Le ménestrel demanda à nouveau un verre d’eau, racla sa gorge une seconde fois, reprit son souffle et se mit à chanter. Un filet de notes monta au plafond, puis redescendit, passa de droite à gauche, de gauche à droite. La voix du ménestrel envahissait la pièce, sa tessiture couvrait près de trois, quatre, cinq octaves. On ne l’arrêtait plus.

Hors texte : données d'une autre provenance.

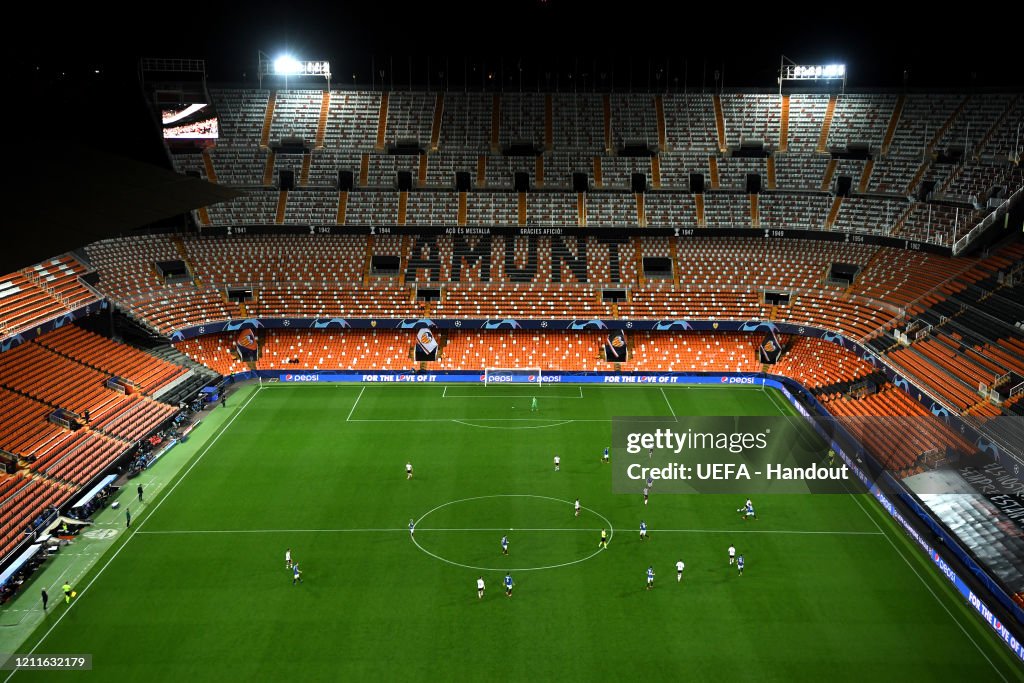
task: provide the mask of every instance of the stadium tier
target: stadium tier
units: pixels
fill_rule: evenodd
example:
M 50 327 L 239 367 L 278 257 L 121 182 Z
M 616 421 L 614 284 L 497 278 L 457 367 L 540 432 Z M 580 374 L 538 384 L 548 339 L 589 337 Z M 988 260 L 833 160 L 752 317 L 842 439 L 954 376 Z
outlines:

Le verre de cristal posé à côté de lui se brisa de mille éclats.

La cour était enchantée, portée dans un nuage de volupté. C’était magnifique !  

Quand vint la fin du chant, on vit une larme perler sur la joue gauche de la Reine. Emue au plus haut point par cet instant de grâce, elle ne savait que dire.

 

Sentant qu’il se passait quelque chose, la courtisane prit la parole.

 

- Vermine, je savais que tu pouvais chanter ! Pourquoi ne l’as-tu pas fait lorsque je te le demandais ? Je t’avais pourtant menacé, toi et tes frères. Maintenant, cette abrutie de Reine te le demande et tu chantes. Je te maudis, toi et les tiens !

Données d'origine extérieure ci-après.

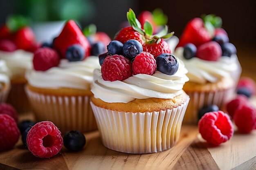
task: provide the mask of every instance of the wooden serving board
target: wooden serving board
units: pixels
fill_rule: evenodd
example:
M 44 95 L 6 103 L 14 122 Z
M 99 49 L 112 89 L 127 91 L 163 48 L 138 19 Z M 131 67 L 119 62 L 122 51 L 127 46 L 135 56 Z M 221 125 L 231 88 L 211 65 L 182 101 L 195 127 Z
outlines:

- Il suffit !!!  S'écria la Reine. J'entends tes mots, courtisane. Personne ne traite ainsi sa Souveraine, personne ne menace ses sujets, personne, personne !

 

Le charme était rompu, la Reine et sa cour avaient tous entendu les véritables paroles de la courtisane.

- Hors de ma vue ! Gardes ! Emmenez cette femme sur le champ dans les contrées lointaines, là où ses nuits se confondront avec ses jours, ses ennemis avec ses amis, sa vie avec sa mort. Qu’elle y reste jusqu’à la fin des temps !

Sans plus tarder, les gardes ligotèrent la courtisane, l’emmenèrent dans un endroit si lointain que l’on n’entendit plus jamais parler d’elle.

 

 

Le départ de la sorcière amena rires et joies dans tout le Royaume. Les récoltes furent meilleures, la menace de guerre s’éloigna. La Reine reçut tous les enfants du peuple au château, s’imprégna de leurs rires et de leurs chants.

Tout n’était que bonheur.

 

Le prince d’un Royaume voisin entendit parler de cette histoire. Il demanda à rencontrer cette Reine tant adorée par ses sujets. Lorsqu’il la vit, il tomba sous le charme de ses traits et de sa bonté.

Quelques mois plus tard, leur mariage fut célébré dans la chapelle du château. Leur union donna naissance à deux superbes enfants.

Le fils de la cuisinière fut nommé premier Page du Royaume. Il y ferait son éducation et deviendrait écuyer puis grand chevalier.

Quant au ménestrel, il fit sa révérence à la cour. L’histoire ne dit pas ce qu’il est devenu. La justesse et la puissance de son chant ne furent jamais égalées.